Grotere afstand tussen professionals en burgers

Een laatste factor die maatwerk bemoeilijkt, is de groter geworden afstand tussen professionals en burgers. Deze paragraaf laat zien dat er minder persoonlijk contact is dan in het verleden. De TCU benadrukt dat persoonlijk contact een belangrijke basis vormt voor een goed functionerende uitvoering. Professionals op de werkvloer signaleren problemen die burgers in de uitvoering ervaren. Bovendien vormen de professionals het gezicht van de overheid naar buiten toe en bepalen zij in belangrijke mate het beeld dat burgers daarvan hebben (zie ook paragraaf 6.2.3).

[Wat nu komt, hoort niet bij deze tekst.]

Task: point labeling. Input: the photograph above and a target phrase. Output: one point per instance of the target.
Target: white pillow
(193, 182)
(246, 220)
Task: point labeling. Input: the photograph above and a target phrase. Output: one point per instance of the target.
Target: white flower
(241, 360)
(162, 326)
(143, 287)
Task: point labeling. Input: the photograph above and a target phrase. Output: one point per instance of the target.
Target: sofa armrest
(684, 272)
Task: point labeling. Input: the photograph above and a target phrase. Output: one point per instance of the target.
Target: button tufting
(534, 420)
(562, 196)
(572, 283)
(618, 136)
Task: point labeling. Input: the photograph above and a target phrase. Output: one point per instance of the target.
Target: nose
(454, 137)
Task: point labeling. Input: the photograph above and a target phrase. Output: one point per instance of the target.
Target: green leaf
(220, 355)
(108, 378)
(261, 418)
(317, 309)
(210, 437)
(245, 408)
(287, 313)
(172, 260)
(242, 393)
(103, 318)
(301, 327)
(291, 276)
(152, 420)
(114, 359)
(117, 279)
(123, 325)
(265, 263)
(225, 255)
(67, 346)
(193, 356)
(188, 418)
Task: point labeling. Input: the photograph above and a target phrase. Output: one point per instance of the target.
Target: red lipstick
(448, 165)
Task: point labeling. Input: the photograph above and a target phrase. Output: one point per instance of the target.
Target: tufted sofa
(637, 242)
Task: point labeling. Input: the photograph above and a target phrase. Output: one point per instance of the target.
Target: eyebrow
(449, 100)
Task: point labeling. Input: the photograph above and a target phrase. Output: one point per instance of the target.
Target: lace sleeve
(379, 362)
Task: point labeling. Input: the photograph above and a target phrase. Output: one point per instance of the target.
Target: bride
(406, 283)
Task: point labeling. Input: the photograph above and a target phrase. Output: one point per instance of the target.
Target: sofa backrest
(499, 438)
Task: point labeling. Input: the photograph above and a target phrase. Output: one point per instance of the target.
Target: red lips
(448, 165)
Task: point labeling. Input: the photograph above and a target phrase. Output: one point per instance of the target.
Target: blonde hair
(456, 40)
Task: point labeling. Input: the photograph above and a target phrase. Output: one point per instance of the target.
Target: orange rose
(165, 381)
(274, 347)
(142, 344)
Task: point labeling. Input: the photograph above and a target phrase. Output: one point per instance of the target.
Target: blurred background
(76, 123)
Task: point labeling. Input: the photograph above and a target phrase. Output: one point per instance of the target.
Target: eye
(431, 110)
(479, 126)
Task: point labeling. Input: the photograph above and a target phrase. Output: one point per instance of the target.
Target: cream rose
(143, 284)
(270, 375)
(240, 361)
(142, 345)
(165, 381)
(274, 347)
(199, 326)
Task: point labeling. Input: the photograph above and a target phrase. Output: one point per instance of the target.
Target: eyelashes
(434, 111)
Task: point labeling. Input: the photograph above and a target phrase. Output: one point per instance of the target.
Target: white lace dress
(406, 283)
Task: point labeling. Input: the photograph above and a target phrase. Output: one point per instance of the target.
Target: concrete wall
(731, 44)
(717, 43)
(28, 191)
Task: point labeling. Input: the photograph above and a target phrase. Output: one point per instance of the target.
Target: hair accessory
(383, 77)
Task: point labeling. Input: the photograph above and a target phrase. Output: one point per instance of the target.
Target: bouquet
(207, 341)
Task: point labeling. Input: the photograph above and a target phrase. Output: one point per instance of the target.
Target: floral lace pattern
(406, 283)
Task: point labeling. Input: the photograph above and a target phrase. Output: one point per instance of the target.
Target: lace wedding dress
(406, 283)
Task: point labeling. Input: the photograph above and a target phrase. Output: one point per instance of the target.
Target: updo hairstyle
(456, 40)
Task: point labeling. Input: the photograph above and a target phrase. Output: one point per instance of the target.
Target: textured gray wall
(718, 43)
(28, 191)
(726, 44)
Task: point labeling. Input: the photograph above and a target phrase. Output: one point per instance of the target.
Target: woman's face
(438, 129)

Veel uitvoeringsorganisaties hebben in de afgelopen decennia de digitale communicatie met

burgers uitgebreid en verbeterd. Deze ontwikkeling kwam in 2012 in een stroomversnelling, toen in het regeerakkoord maatregelen werden aangekondigd om de dienstverlening van de overheid te verbeteren.424 De ambitie was dat binnen vijf jaar burgers en bedrijven al hun zaken met de overheid digitaal moesten kunnen regelen. In de praktijk betekende dit dat burgers niet alleen de mogelijkheid kregen om zaken digitaal te regelen, maar dat de overheid ook in toenemende mate van hen verwachtte dat zij gebruik gingen maken van die digitale kanalen. Voor burgers die niet of minder digitaal vaardig zijn, kan deze ontwikkeling problemen opleveren, vooral als papieren alternatieven verdwijnen (zie het kader over het afschaffen van de blauwe envelop in hoofdstuk 1).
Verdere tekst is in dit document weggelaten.